Thomas Powell (University of Bath)
Thomas Powell
In the early 1920s, as a response to the foundational crisis of mathematics, David Hilbert introduced his metamathematical program, aiming to reduce mathematics to a formal axiomatic system whose consistency could be proven using ‘finitary’ methods. A decade later, Gödel’s incompleteness theorems famously confirmed that Hilbert’s program, in its strictest sense, is impossible to achieve. Less recognized are Gödel’s attempts to overcome his own obstacle and tackle Hilbert’s program in broader terms. Over the following decades, Gödel developed his Dialectica interpretation, which reduced Peano arithmetic to a quantifier-free system of higher order functionals, SystemT, allowing the consistency of arithmetic to follow from that of T.
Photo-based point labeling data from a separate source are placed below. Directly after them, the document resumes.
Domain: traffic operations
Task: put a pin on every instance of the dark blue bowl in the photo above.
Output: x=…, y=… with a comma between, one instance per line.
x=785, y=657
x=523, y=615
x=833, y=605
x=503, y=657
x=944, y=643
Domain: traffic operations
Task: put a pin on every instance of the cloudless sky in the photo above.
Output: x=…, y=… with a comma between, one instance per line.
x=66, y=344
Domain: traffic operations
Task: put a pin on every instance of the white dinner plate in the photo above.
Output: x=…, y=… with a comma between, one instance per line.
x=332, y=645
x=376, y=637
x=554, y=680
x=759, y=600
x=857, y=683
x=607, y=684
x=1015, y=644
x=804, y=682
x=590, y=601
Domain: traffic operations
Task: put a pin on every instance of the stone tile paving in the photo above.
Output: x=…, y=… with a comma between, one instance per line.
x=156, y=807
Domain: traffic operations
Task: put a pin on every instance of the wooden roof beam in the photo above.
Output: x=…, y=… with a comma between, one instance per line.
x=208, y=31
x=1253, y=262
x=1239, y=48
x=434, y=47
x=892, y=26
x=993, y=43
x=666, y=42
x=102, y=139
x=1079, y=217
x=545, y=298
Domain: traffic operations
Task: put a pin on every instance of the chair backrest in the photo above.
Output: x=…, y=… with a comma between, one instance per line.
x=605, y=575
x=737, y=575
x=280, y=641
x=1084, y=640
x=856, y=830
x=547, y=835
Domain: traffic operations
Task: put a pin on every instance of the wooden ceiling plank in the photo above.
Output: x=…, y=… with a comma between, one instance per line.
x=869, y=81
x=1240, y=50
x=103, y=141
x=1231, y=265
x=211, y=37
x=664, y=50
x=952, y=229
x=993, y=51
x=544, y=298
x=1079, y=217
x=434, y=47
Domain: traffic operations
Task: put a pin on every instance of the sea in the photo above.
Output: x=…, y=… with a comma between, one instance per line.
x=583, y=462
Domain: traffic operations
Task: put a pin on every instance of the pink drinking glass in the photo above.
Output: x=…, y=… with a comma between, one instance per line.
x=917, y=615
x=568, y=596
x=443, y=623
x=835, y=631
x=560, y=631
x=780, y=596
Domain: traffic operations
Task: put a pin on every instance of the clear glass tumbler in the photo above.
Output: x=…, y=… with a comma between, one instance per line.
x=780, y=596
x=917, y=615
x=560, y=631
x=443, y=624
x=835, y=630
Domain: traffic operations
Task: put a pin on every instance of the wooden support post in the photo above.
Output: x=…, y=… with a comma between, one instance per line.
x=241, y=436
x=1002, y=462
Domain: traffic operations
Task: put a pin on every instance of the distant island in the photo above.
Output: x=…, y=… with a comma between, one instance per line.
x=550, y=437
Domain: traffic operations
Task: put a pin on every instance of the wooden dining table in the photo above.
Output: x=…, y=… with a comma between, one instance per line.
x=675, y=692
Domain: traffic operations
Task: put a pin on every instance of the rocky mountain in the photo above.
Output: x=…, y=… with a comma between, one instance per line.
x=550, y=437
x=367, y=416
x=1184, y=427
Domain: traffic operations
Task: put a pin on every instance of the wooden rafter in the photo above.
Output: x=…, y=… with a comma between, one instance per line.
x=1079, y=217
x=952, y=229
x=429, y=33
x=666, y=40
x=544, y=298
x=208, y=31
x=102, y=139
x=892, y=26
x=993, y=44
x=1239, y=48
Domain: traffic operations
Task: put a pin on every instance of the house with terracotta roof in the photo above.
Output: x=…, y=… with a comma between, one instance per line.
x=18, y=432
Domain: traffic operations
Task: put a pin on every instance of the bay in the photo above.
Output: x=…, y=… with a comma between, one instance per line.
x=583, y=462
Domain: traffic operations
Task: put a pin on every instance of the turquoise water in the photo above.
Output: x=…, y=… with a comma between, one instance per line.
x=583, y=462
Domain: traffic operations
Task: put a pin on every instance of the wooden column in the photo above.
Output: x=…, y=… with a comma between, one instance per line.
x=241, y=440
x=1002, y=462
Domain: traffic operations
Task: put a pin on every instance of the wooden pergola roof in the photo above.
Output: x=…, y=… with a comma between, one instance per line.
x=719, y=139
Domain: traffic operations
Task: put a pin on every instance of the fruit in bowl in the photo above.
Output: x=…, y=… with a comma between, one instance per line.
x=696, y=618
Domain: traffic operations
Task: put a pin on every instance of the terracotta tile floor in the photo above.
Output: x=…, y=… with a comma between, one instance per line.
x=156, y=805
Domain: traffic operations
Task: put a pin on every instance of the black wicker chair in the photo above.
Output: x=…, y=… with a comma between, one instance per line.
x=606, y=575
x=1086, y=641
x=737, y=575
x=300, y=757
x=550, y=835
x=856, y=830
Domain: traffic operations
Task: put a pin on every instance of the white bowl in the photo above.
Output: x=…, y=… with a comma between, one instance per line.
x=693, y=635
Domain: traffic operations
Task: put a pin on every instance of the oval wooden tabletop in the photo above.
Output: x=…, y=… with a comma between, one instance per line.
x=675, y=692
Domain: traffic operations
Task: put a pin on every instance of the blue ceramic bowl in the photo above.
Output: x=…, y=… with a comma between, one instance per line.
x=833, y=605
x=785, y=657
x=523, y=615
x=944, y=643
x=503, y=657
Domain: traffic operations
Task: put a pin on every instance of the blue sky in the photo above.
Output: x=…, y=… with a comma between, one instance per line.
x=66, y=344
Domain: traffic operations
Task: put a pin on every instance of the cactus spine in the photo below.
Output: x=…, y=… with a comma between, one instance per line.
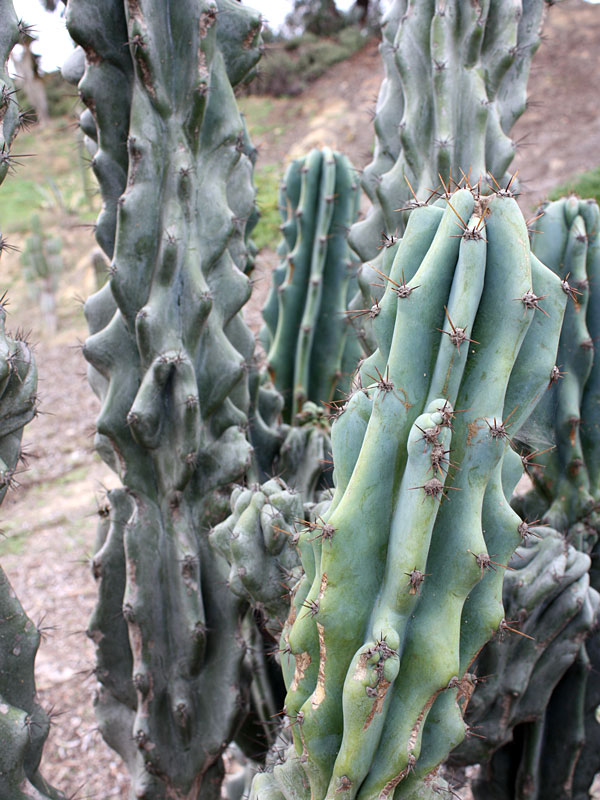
x=310, y=354
x=169, y=353
x=24, y=724
x=554, y=756
x=455, y=84
x=373, y=703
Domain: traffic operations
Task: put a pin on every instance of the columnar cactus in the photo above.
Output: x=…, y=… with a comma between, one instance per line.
x=565, y=495
x=310, y=354
x=42, y=264
x=403, y=582
x=548, y=596
x=169, y=353
x=24, y=724
x=567, y=482
x=455, y=84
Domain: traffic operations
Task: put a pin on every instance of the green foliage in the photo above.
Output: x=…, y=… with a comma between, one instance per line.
x=266, y=179
x=289, y=65
x=310, y=343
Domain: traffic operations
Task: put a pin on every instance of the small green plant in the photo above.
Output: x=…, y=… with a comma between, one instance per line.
x=42, y=264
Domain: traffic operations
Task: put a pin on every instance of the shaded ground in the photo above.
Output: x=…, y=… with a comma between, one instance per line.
x=50, y=522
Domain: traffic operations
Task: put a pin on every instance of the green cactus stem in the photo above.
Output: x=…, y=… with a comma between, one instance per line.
x=455, y=83
x=397, y=602
x=169, y=352
x=306, y=334
x=24, y=724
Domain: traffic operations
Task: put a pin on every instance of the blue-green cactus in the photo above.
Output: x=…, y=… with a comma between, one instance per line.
x=311, y=346
x=403, y=584
x=455, y=83
x=169, y=355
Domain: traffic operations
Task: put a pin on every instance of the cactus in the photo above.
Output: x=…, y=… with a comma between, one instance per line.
x=547, y=595
x=169, y=353
x=24, y=724
x=567, y=480
x=565, y=495
x=42, y=265
x=373, y=703
x=309, y=352
x=455, y=84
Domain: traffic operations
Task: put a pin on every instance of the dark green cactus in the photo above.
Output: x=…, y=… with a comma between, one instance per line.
x=169, y=353
x=24, y=724
x=310, y=354
x=552, y=608
x=402, y=585
x=259, y=542
x=565, y=495
x=455, y=84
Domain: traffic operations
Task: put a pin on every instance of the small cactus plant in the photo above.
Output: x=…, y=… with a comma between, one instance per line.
x=42, y=265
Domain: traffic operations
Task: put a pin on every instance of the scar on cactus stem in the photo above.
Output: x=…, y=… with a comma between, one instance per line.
x=531, y=301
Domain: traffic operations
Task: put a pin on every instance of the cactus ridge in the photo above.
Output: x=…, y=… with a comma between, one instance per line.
x=454, y=85
x=24, y=724
x=373, y=705
x=169, y=355
x=310, y=353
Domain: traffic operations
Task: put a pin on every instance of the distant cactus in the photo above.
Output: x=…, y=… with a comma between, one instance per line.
x=310, y=343
x=455, y=84
x=42, y=265
x=24, y=724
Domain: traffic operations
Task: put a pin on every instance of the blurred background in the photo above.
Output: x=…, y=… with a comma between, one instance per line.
x=317, y=85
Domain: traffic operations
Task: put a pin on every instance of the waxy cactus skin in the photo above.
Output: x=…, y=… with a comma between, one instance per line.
x=419, y=530
x=310, y=342
x=169, y=354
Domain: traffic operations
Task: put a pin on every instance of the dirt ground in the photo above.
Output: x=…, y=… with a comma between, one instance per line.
x=49, y=522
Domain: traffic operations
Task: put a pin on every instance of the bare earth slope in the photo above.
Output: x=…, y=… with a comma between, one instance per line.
x=49, y=520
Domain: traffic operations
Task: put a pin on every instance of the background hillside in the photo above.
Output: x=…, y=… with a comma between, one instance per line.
x=49, y=521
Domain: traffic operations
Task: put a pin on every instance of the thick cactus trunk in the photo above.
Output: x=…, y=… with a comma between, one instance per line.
x=24, y=724
x=455, y=83
x=405, y=587
x=169, y=353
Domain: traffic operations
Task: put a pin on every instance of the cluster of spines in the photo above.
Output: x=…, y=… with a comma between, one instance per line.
x=307, y=335
x=473, y=69
x=373, y=703
x=169, y=355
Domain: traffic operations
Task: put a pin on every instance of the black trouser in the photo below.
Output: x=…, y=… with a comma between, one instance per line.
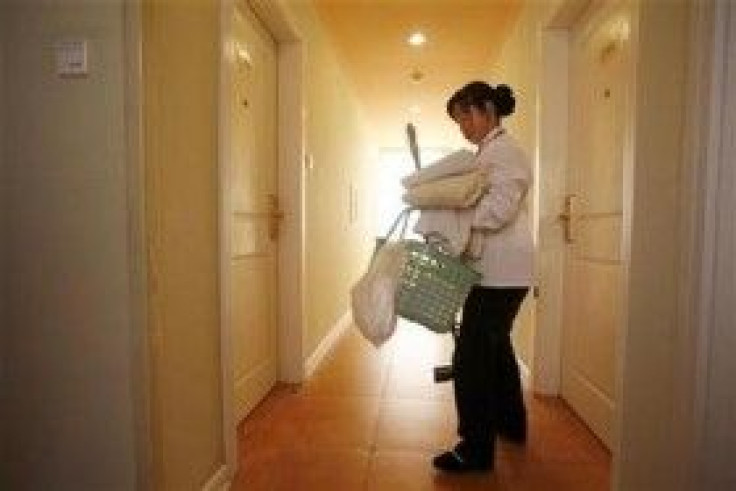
x=487, y=384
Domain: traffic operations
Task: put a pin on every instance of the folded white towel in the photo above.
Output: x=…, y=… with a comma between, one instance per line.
x=458, y=162
x=457, y=191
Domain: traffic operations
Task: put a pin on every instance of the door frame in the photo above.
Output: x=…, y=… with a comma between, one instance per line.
x=700, y=303
x=291, y=149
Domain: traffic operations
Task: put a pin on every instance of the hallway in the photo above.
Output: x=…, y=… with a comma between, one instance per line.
x=371, y=419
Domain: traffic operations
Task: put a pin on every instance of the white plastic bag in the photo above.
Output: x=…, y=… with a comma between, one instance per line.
x=373, y=295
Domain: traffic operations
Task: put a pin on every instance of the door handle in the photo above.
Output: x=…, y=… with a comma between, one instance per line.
x=566, y=217
x=275, y=215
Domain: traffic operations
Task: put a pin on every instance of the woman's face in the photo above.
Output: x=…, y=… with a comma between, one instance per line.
x=474, y=123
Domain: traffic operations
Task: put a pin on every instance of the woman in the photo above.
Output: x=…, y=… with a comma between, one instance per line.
x=488, y=395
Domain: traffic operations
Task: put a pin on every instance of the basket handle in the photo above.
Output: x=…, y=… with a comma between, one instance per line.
x=403, y=218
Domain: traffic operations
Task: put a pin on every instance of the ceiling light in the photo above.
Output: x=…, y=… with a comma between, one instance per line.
x=416, y=39
x=416, y=75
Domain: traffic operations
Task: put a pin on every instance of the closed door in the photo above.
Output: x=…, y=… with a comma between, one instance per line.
x=253, y=211
x=592, y=215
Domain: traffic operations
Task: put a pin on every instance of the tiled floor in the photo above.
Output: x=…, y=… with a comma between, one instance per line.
x=371, y=419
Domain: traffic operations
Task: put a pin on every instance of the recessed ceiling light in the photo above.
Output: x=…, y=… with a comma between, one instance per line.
x=416, y=75
x=416, y=39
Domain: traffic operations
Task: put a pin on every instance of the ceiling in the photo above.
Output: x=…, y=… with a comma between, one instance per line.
x=464, y=38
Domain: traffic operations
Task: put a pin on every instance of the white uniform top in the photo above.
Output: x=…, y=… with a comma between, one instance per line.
x=507, y=259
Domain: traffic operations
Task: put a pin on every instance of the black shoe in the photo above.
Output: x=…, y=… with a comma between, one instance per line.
x=461, y=460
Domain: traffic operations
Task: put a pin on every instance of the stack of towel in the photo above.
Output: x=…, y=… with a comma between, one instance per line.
x=446, y=193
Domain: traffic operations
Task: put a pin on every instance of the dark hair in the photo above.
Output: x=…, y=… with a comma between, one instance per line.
x=479, y=94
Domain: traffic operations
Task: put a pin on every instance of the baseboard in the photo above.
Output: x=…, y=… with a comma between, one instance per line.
x=525, y=373
x=328, y=343
x=219, y=481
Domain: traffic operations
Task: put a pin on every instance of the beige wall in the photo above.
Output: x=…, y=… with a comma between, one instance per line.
x=644, y=456
x=517, y=66
x=69, y=408
x=3, y=251
x=180, y=63
x=336, y=248
x=649, y=345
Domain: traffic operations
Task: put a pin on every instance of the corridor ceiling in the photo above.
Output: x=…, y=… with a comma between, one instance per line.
x=397, y=83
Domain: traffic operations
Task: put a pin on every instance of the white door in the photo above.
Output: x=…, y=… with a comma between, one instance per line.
x=253, y=212
x=599, y=71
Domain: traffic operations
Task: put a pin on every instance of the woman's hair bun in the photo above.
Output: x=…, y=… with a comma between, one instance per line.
x=480, y=94
x=503, y=99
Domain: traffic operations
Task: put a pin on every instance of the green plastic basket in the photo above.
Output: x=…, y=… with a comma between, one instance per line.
x=433, y=286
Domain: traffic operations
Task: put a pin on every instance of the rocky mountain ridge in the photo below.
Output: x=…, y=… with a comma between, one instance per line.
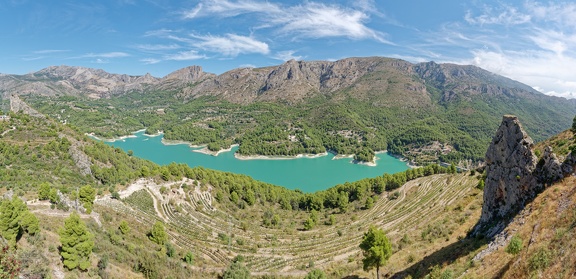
x=515, y=175
x=292, y=81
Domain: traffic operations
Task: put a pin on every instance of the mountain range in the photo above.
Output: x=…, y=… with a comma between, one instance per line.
x=383, y=103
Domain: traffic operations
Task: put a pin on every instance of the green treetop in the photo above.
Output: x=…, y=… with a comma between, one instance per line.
x=77, y=243
x=87, y=194
x=15, y=219
x=157, y=234
x=377, y=249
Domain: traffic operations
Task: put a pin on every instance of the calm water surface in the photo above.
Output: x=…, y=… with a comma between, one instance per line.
x=306, y=174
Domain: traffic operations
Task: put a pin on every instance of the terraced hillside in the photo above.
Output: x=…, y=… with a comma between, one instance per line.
x=194, y=220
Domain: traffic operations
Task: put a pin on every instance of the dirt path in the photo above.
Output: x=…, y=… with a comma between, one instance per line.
x=6, y=132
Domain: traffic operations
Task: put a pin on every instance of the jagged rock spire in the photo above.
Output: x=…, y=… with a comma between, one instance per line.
x=510, y=164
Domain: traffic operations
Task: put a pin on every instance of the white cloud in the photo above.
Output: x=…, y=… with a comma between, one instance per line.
x=309, y=20
x=562, y=13
x=101, y=61
x=49, y=51
x=287, y=55
x=184, y=55
x=247, y=66
x=534, y=44
x=231, y=44
x=160, y=47
x=105, y=55
x=150, y=61
x=544, y=71
x=505, y=15
x=227, y=8
x=33, y=58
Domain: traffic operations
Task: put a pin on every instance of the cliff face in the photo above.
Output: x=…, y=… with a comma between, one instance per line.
x=510, y=164
x=514, y=175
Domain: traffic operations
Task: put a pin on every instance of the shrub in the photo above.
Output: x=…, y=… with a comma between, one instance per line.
x=541, y=259
x=515, y=245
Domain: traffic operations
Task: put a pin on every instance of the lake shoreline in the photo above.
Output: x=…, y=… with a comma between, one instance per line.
x=93, y=135
x=318, y=173
x=279, y=157
x=203, y=149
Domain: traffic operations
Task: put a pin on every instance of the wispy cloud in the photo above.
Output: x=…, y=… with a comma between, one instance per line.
x=309, y=20
x=150, y=61
x=157, y=47
x=287, y=55
x=505, y=15
x=105, y=55
x=49, y=51
x=184, y=55
x=231, y=44
x=534, y=43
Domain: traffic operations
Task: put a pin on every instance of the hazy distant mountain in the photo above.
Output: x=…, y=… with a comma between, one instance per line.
x=393, y=102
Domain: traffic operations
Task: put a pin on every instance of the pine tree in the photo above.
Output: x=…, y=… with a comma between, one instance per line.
x=157, y=234
x=377, y=249
x=124, y=228
x=77, y=243
x=87, y=194
x=15, y=219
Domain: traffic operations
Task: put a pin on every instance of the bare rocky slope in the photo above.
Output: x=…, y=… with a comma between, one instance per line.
x=291, y=81
x=515, y=175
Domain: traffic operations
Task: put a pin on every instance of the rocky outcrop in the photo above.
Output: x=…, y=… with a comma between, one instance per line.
x=568, y=165
x=510, y=181
x=80, y=158
x=17, y=105
x=513, y=178
x=549, y=168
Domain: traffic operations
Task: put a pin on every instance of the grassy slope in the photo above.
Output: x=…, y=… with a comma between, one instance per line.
x=281, y=249
x=379, y=109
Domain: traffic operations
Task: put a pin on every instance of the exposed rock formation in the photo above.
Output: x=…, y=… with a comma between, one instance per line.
x=17, y=105
x=568, y=165
x=80, y=158
x=549, y=168
x=513, y=177
x=510, y=182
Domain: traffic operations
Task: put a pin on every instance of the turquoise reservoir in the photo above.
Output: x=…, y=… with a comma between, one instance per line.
x=306, y=174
During the 1950s, Kreisel observed that proof interpretations like Gödel’s could also be viewed from another angle: as tools for extracting concrete witnesses from existential statements. In the following years these insights were developed further, and from the 1990s onwards the formal extraction of programs from proofs truly took off thanks to the ‘proof mining’ program led by Kohlenbach. As a result of this fascinating re-orientation of proof theory, there has been a resurgence of interest in proof interpretations in the last 20-30 years, inspiring research from a range of different perspectives.
The aim of this course is to provide an introduction to proof interpretations and proof mining, up to the point where some research highlights from the last decade can be understood and appreciated. I will assume a basic familiarity with first-order logic, but intend to frame the course so that it is accessible and interesting for mathematicians, philosophers and computer scientists alike.